CNN Indonesia–Koordinator Kampanye Iklim dan Energi Greenpeace Indonesia Tata Mustaya mengatakan penggunaan gas oleh sejumlah negara hanya menjadi distraksi dari transisi energi, dan tidak sepenuhnya mengadopsi bebas emisi.
“Persoalan dari gas adalah ini bukan solusi yang sebenarnya dan akan menunda transisi yang sebenarnya. Jadi kalau kita dorong gas, berarti di sisi kita, kita tidak akan bisa zero emission di 2050 karena kalau kita bangun sekarang gasnya akan tetap ada 2060-2070,” ujar Tata dalam webinar Quo Vadis Komitmen Transisi Energi di G20? Refleksi Atas Hasil KTT G7 di Jerman, Selasa (19/7).

Tata menjelaskan meskipun gas menghasilkan lebih sedikit emisi ketimbang energi fosil, namun tetap membawa dampak buruk bagi lingkungan dan mempercepat krisis iklim.
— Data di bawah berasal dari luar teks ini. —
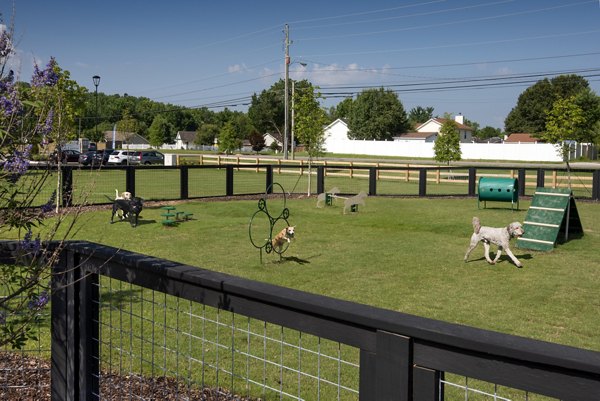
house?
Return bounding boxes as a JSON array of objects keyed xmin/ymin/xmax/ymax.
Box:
[
  {"xmin": 504, "ymin": 132, "xmax": 545, "ymax": 143},
  {"xmin": 102, "ymin": 131, "xmax": 150, "ymax": 149},
  {"xmin": 417, "ymin": 114, "xmax": 473, "ymax": 143},
  {"xmin": 324, "ymin": 118, "xmax": 349, "ymax": 141},
  {"xmin": 175, "ymin": 131, "xmax": 200, "ymax": 150}
]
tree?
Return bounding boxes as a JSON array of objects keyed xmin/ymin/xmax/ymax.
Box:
[
  {"xmin": 249, "ymin": 131, "xmax": 266, "ymax": 153},
  {"xmin": 148, "ymin": 114, "xmax": 173, "ymax": 146},
  {"xmin": 294, "ymin": 83, "xmax": 329, "ymax": 196},
  {"xmin": 348, "ymin": 88, "xmax": 409, "ymax": 141},
  {"xmin": 433, "ymin": 120, "xmax": 461, "ymax": 165},
  {"xmin": 219, "ymin": 121, "xmax": 242, "ymax": 154},
  {"xmin": 504, "ymin": 75, "xmax": 589, "ymax": 134},
  {"xmin": 196, "ymin": 124, "xmax": 219, "ymax": 146},
  {"xmin": 0, "ymin": 16, "xmax": 85, "ymax": 349},
  {"xmin": 408, "ymin": 106, "xmax": 434, "ymax": 128},
  {"xmin": 542, "ymin": 96, "xmax": 588, "ymax": 162}
]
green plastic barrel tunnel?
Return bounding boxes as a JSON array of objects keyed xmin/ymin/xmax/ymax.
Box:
[{"xmin": 478, "ymin": 177, "xmax": 519, "ymax": 203}]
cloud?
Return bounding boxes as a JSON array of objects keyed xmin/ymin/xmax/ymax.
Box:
[{"xmin": 227, "ymin": 64, "xmax": 248, "ymax": 74}]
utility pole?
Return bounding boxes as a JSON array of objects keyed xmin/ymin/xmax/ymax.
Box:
[{"xmin": 283, "ymin": 24, "xmax": 290, "ymax": 160}]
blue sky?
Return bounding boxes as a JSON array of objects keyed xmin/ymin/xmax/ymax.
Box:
[{"xmin": 0, "ymin": 0, "xmax": 600, "ymax": 128}]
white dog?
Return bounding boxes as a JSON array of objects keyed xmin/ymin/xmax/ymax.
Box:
[
  {"xmin": 271, "ymin": 226, "xmax": 296, "ymax": 253},
  {"xmin": 115, "ymin": 189, "xmax": 131, "ymax": 200},
  {"xmin": 465, "ymin": 217, "xmax": 525, "ymax": 267}
]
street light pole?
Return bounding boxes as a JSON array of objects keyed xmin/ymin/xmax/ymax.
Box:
[
  {"xmin": 92, "ymin": 75, "xmax": 100, "ymax": 145},
  {"xmin": 283, "ymin": 24, "xmax": 290, "ymax": 160}
]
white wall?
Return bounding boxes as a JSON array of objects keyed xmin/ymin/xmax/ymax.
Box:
[{"xmin": 325, "ymin": 138, "xmax": 561, "ymax": 162}]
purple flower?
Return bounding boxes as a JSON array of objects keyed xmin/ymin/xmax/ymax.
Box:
[
  {"xmin": 27, "ymin": 291, "xmax": 50, "ymax": 309},
  {"xmin": 0, "ymin": 29, "xmax": 15, "ymax": 58},
  {"xmin": 31, "ymin": 57, "xmax": 58, "ymax": 88},
  {"xmin": 2, "ymin": 145, "xmax": 31, "ymax": 177},
  {"xmin": 36, "ymin": 109, "xmax": 54, "ymax": 136},
  {"xmin": 0, "ymin": 77, "xmax": 23, "ymax": 117}
]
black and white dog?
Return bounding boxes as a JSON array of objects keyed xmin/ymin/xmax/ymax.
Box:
[{"xmin": 110, "ymin": 196, "xmax": 144, "ymax": 227}]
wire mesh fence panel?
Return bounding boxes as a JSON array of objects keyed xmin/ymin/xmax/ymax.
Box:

Sebab itu, ia menegaskan pentingnya negara-negara untuk berhenti menunda transisi energi karena urgensi untuk mencegah krisis iklim semakin besar.

“Penundaan ini menjadi persoalan karena kita memiliki waktu yang sempit untuk menghentikan krisis iklim,” katanya.

Peneliti dan Manajer Program Trend Asia Andri Prasetiyo mengatakan banyak kajian yang membuktikan penggunaan gas sebagai sumber energi dapat mengunci negara, baik maju maupun berkembang, dalam ketergantungan dengan energi kotor.

“Jadi dia bukannya menjadi jembatan untuk menghubungkan energi terbarukan, justru malah dia mengunci karena sifatnya dia relatif menina-bobokan negara-negara yang memang sudah terlanjur memilih (gas),” sebut Andri.

Ia mengatakan sejumlah negara sudah terlanjur nyaman menggunakan gas sehingga tidak ada dorongan untuk melakukan transisi energi. Padahal, emisi yang dikeluarkan gas pun tidak lebih ramah dibandingkan karbondioksida dari energi fosil.

“Oh ya sudah gas lebih enak, tapi kuncinya adalah kita tahu bahwa gas juga menimbulkan methane dan itu juga tidak lebih ramah dibandingkan carbon dioxide,” katanya.